As such, we can modify the DHCP address allocation range of the home network to a relatively uncommon range (this is needed to more clearly differentiate between the home network and the “not at home” network), ensure that it is only going to allocate addresses for the exact number of machines that we want to connect to the home network and then create a tight ruleset that allows file sharing to take place only from specific addresses within the relatively uncommon home network DHCP range and blocks file sharing from all other IP addresses.
Assuming that this has been done, when the laptop goes to the “not at home” network, if it is allocated an IP that is not in the same address range as the home network (and therefore the other PCs on the “not at home” network would also be in this “not at home” address range), the tight file sharing rule that referred to addresses specific to the home network would block file sharing access.
If, on the other hand, when the laptop goes to the “not at home” network and it is allocated an IP address in the same address range used for the home network, then our tight rule will only allow file sharing to occur between our laptop and the specific IPs nominated in our rule.

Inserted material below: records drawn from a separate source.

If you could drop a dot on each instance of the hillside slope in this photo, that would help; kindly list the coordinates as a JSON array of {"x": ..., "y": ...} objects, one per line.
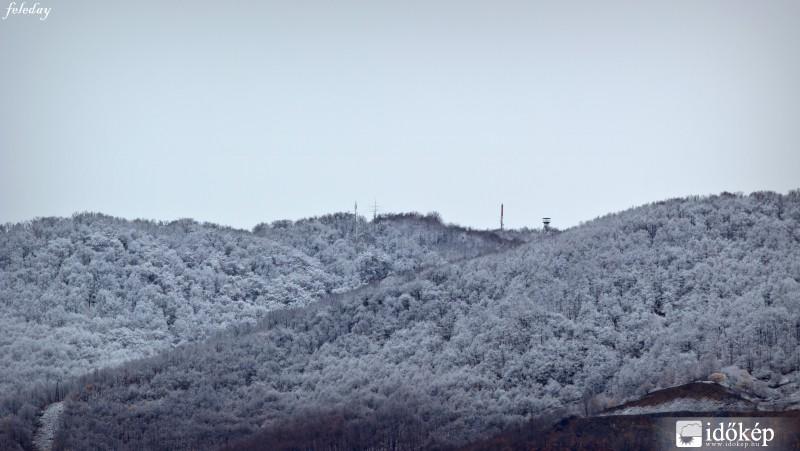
[
  {"x": 83, "y": 293},
  {"x": 651, "y": 297}
]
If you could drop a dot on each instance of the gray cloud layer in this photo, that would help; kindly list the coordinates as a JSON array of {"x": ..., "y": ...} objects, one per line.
[{"x": 238, "y": 112}]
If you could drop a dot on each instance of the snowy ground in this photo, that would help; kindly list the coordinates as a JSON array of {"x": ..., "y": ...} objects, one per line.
[{"x": 48, "y": 425}]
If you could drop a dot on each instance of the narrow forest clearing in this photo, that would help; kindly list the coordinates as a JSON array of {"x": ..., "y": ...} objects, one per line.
[{"x": 48, "y": 425}]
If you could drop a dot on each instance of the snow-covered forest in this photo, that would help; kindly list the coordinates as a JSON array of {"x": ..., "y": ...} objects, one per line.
[{"x": 398, "y": 333}]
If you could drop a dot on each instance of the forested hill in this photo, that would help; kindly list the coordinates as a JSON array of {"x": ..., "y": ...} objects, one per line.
[
  {"x": 86, "y": 292},
  {"x": 652, "y": 297}
]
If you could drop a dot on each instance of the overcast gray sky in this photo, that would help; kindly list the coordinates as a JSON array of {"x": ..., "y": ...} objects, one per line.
[{"x": 244, "y": 112}]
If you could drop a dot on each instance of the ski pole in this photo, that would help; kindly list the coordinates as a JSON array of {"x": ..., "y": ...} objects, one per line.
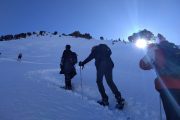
[
  {"x": 160, "y": 109},
  {"x": 81, "y": 82}
]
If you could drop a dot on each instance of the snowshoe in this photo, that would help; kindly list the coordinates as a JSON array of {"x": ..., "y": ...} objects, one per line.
[
  {"x": 120, "y": 104},
  {"x": 103, "y": 103},
  {"x": 66, "y": 87}
]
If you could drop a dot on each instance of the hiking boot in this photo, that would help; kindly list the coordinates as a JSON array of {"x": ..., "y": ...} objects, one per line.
[
  {"x": 103, "y": 102},
  {"x": 67, "y": 87},
  {"x": 120, "y": 103}
]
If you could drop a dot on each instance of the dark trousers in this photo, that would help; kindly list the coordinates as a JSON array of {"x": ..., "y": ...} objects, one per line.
[
  {"x": 67, "y": 79},
  {"x": 171, "y": 103},
  {"x": 108, "y": 75}
]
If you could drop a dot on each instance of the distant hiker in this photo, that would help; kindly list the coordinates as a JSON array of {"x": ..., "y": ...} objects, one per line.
[
  {"x": 68, "y": 61},
  {"x": 104, "y": 66},
  {"x": 164, "y": 57},
  {"x": 19, "y": 56}
]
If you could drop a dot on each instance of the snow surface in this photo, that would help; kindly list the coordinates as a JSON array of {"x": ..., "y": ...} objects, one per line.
[{"x": 30, "y": 90}]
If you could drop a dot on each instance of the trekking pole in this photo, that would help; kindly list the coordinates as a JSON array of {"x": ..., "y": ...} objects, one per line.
[
  {"x": 81, "y": 81},
  {"x": 160, "y": 109}
]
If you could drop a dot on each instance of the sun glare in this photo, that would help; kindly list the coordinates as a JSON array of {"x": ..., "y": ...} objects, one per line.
[{"x": 141, "y": 43}]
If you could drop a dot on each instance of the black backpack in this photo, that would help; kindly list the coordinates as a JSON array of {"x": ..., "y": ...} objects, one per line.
[
  {"x": 74, "y": 58},
  {"x": 104, "y": 50},
  {"x": 171, "y": 54}
]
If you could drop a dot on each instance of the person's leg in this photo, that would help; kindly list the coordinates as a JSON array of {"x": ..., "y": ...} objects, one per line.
[
  {"x": 100, "y": 85},
  {"x": 68, "y": 81},
  {"x": 110, "y": 82}
]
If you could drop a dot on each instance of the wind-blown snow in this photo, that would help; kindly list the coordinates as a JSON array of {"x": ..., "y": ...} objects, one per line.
[{"x": 30, "y": 90}]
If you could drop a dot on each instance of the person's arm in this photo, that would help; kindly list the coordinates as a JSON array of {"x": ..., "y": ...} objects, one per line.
[{"x": 90, "y": 57}]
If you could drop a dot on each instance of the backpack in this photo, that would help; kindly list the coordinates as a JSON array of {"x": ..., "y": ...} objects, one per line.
[
  {"x": 171, "y": 54},
  {"x": 74, "y": 58},
  {"x": 104, "y": 51}
]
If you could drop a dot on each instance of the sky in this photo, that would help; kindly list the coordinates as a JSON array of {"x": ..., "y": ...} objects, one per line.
[{"x": 111, "y": 19}]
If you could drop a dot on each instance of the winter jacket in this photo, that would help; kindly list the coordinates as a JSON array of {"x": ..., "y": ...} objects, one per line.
[{"x": 67, "y": 63}]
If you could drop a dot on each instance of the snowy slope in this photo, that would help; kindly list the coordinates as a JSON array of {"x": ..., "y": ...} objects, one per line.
[{"x": 30, "y": 90}]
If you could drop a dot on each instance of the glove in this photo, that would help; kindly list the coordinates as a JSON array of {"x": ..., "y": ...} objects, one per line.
[{"x": 81, "y": 64}]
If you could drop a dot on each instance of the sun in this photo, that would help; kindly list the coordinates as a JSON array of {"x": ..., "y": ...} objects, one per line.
[{"x": 141, "y": 43}]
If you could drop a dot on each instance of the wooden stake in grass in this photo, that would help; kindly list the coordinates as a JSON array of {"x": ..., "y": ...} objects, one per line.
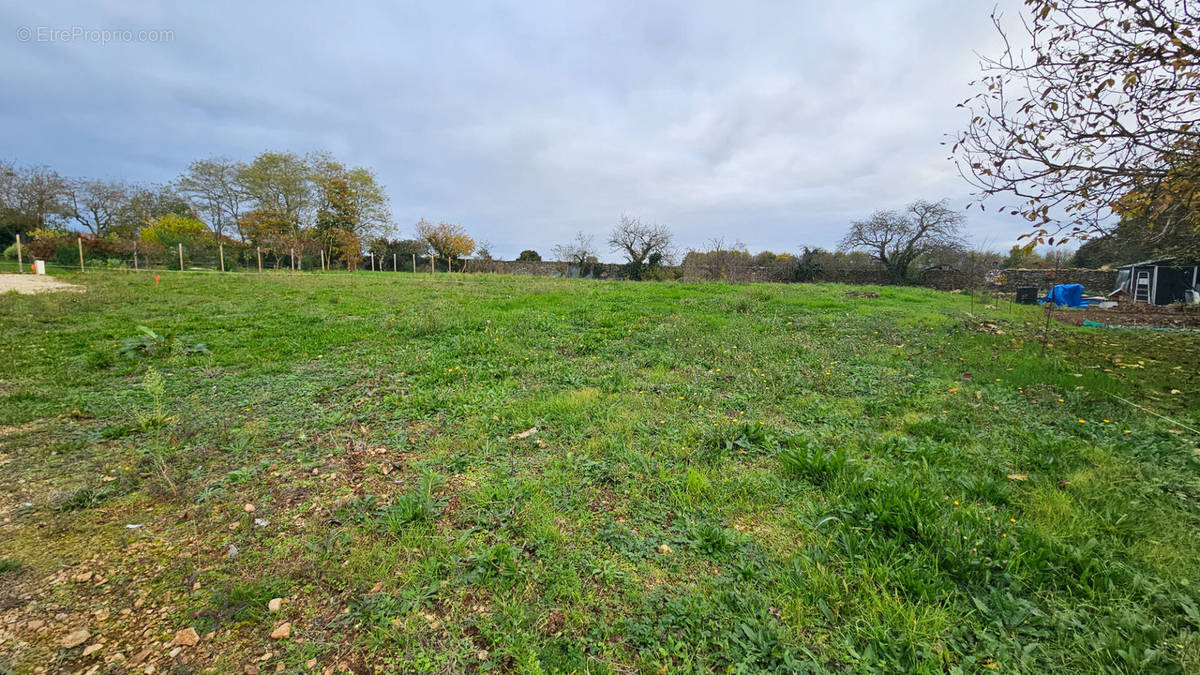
[{"x": 1045, "y": 327}]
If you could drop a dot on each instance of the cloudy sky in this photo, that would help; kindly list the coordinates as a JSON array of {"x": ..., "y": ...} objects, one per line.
[{"x": 773, "y": 124}]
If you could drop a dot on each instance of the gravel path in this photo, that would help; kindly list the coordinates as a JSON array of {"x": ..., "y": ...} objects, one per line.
[{"x": 33, "y": 284}]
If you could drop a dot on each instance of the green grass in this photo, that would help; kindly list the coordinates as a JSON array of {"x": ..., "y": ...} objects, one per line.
[{"x": 733, "y": 478}]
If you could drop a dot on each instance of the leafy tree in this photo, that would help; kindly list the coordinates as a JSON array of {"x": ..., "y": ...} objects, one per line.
[
  {"x": 269, "y": 230},
  {"x": 639, "y": 242},
  {"x": 1023, "y": 257},
  {"x": 403, "y": 249},
  {"x": 580, "y": 250},
  {"x": 33, "y": 197},
  {"x": 171, "y": 230},
  {"x": 214, "y": 189},
  {"x": 280, "y": 183},
  {"x": 349, "y": 197},
  {"x": 898, "y": 238},
  {"x": 347, "y": 248},
  {"x": 97, "y": 204},
  {"x": 1099, "y": 107},
  {"x": 149, "y": 202},
  {"x": 448, "y": 240}
]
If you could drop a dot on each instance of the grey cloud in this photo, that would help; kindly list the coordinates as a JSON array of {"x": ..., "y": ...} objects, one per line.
[{"x": 769, "y": 123}]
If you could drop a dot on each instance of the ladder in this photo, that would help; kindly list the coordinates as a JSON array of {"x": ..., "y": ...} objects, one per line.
[{"x": 1141, "y": 287}]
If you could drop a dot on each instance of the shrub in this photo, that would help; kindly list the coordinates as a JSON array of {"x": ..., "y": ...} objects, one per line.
[{"x": 803, "y": 459}]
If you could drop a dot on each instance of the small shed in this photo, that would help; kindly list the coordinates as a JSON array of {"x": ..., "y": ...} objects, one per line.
[{"x": 1159, "y": 282}]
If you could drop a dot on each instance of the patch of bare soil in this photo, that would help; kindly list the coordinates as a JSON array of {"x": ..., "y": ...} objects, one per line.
[{"x": 34, "y": 284}]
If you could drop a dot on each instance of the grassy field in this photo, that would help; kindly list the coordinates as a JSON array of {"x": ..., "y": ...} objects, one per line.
[{"x": 732, "y": 478}]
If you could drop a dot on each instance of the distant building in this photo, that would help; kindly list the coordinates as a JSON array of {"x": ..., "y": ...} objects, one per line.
[{"x": 1158, "y": 282}]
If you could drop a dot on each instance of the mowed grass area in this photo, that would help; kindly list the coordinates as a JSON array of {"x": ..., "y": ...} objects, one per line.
[{"x": 732, "y": 478}]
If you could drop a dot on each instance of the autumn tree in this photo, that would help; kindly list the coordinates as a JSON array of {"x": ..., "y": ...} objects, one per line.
[
  {"x": 214, "y": 189},
  {"x": 149, "y": 202},
  {"x": 96, "y": 204},
  {"x": 447, "y": 240},
  {"x": 1089, "y": 113},
  {"x": 641, "y": 243},
  {"x": 346, "y": 246},
  {"x": 898, "y": 238},
  {"x": 35, "y": 195},
  {"x": 171, "y": 230},
  {"x": 280, "y": 183}
]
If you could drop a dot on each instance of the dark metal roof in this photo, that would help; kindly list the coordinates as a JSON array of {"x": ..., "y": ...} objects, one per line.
[{"x": 1164, "y": 262}]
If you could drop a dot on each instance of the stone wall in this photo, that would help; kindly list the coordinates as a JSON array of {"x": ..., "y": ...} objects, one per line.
[
  {"x": 1095, "y": 281},
  {"x": 547, "y": 268}
]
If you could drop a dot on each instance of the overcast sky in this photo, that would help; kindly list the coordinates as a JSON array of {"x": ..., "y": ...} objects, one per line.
[{"x": 774, "y": 124}]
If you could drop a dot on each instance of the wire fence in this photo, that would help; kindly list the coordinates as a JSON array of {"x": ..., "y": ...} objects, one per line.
[{"x": 91, "y": 255}]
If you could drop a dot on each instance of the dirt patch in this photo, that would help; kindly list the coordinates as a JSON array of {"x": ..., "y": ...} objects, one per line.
[
  {"x": 34, "y": 284},
  {"x": 1129, "y": 314}
]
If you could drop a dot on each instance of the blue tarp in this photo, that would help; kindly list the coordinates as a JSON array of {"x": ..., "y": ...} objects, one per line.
[{"x": 1066, "y": 296}]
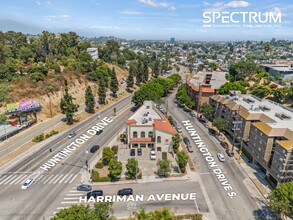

Router IP : 172.31.252.252
Router DHCP allocation range : 172.31.252.248 - 172.31.252.251
Laptop IP : (DHCP assigned) 172.31.252.251 (only want to share files with PC#1)
PC #1 IP : (DHCP assigned) 172.31.252.250
PC #2 IP : (DHCP assigned) 172.31.252.249
PC #3IP : (DHCP assigned) 172.31.252.248
In the CFP network monitor running on the laptop, we need to have a zone defined as 172.31.252.248 to 172.31.252.252. This is to try and get out home network out of the way, as much as possible, of the normally assigned address ranges. We then need to add a rule that allows port 137 and 138 traffic from PC#1 (you would need to find out the host name or computer name first - we need to use names as the actual address could change from machine to machine). We then need to have another rule that explicitly blocks the file sharing traffic from any name other than the name used to allow the traffic to PC#1.
The only time this would come unstuck is if the “not at home” network" was using the same address range as the home network. In this case, your laptop would be shareable with one other IP address on the “not at home” network (providing it had the same “name” as the home network PC), assuming the two rules outlined above had been set up. A small risk, but a risk nonetheless.
Other than this method, you will have to change something, like manually disabling sharing. Like it or not, to make an omlette, you have to break a few eggs. You are moving between a semi trusted network and an untrusted network and your firewall can’t be expected to just “know” when you are at home and when you are not.